Kentucky Fried Racing!
The roar of an engine burning around the track turns you on. You've watched Days of Thunder several hundred times. You spend your Saturdays in John Andretti jammies, waiting for the thrill of Nascar to grace your television screen.
However, the utterance of the word "left" makes you break out in tears. Going around one track, looping and circling endlessly...doesn't that get, well, boring as a video game? You hunger for something different.
The recipe? Start with one part Nascar. Mix in a cup of Arcade stylings with off road tracks. Then, stir in a dash of unwelcome kart racing elements. Deep fry that sucker in animal fat, and lo and behold...Nascar Rumble, EA's answer for your nothing-but-left-turn blues.
For an inexplicable reason, the game has decided to venture into kart racer territory by including several strange, and for the most part useless powerups. Ice that freezes up your steering. Rockets that help you maneuver a little better. And as if to highlight the popularity of Nascar with middle America, there's a tornado attack that sweeps cars into the sky a la Dorothy and Toto. The level of powerups used in a race is adjustable from "None" to "Mayhem"; if you choose the latter, expect a non-stop deluge of tornadoes to head your way.
While the offensive powerups limit the game's ability to focus on pure, unadulterated racing, they add a degree of randomness to the race. But any powerup setting greater than "Some" simply becomes straight up annoying.
The 18 tracks are not very well designed, though there are lots of neat little secrets. Shortcuts are a little too easy to figure out, and at the default 4 laps, they tend to run long.
Rumble pushes challenge after challenge on you. After you zoom through the notably easy Rookie setting, you'll earn Pro and Elite classes to take on. In addition, each class has a "Legend" version that pits you against a classic race car driver. Prizes for winning classes include 3 bonus tracks and extra cars.
Speaking of which, there are a whole lotta' cars in here, sporting what appears to be the current look in the Nascar world. The cars have similar top speeds and slight differences in handling. When a Chicken Truck handles like a revved up racer, you realize that reality isn't the flavor of the day. It would have been extremely helpful if they thought about rating the levels of the different cars.
Most people will just end up choosing their favorite driver or the one with the flashiest logos anyway. At least the cars look sharp, decked out in corporate logos and slogans. Stare at that car's ass too long and you'll start fiending for a bowl of Cheerios or dinner at Red Lobster.

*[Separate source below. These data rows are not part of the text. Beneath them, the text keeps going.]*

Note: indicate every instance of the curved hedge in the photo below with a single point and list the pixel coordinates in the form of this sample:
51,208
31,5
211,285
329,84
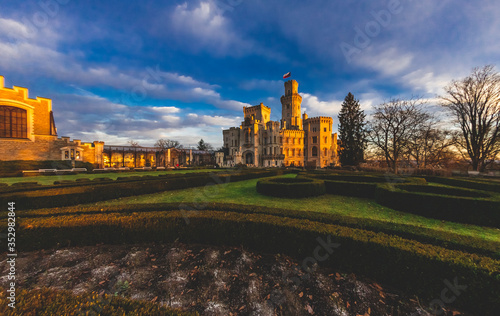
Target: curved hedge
291,187
74,193
451,204
411,266
445,239
357,185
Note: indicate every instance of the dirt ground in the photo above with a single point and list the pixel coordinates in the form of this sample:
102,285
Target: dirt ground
210,280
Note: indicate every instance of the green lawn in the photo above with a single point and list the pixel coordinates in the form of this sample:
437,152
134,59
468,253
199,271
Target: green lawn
45,180
244,192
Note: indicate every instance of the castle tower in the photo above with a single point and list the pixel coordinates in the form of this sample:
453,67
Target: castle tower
290,106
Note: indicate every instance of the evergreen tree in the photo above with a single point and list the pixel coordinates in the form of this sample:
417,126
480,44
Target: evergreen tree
352,133
202,145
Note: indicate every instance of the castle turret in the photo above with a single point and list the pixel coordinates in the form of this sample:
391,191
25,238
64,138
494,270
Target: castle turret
290,106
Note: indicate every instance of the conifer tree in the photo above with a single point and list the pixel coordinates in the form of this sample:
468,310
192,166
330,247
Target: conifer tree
352,133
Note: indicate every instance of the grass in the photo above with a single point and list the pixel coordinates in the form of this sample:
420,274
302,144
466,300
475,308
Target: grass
47,180
245,193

The backgrounds are hardly cutting edge, but Nascar Rumble makes up for its pixilated, generic look with burly speed. Framerates keep pace and suit the changing moods of the game. At best, you'll get a realistic countryside of gravel, rocks, and mountain air. And at worst, you'll get New Orleans, a race track of ugly buildings set against a single color sky.

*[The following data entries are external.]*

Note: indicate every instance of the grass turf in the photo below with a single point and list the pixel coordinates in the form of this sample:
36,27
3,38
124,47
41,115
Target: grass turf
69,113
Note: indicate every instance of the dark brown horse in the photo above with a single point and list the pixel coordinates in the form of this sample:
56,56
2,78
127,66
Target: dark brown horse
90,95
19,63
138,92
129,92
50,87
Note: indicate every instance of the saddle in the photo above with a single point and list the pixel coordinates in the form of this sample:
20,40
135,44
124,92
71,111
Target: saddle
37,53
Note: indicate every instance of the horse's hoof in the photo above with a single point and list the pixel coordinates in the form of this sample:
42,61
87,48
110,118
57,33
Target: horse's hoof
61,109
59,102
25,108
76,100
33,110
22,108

Replays aren't much better looking than the actual race. And expect that framerate to drop down low when you're racing your buddy. Two players versus mode isn't a strong suit of Nascar Rumble.
What really impresses me about the game is the sound. Crank up that Dolby! You'll hear the cars coming up from behind you, veering left and right. When you enter tunnels, echoes bounce off the walls. Sweeeet. Musically, there's nothing but tired country strums and rockabilly chords. Thankfully, the music doesn't take away from the sound effects. And the announcer, Nascar's Jess Harnell, starts off somewhat unnerving, but I grew to like his mostly witty commentary.
Nascar Rumble is a good game, but not a great one. Better than average, but frankly, Rumble isn't going to set any new benchmarks in the world of video game racing. But if you are a true blue Nascar fan, this will get your engine going.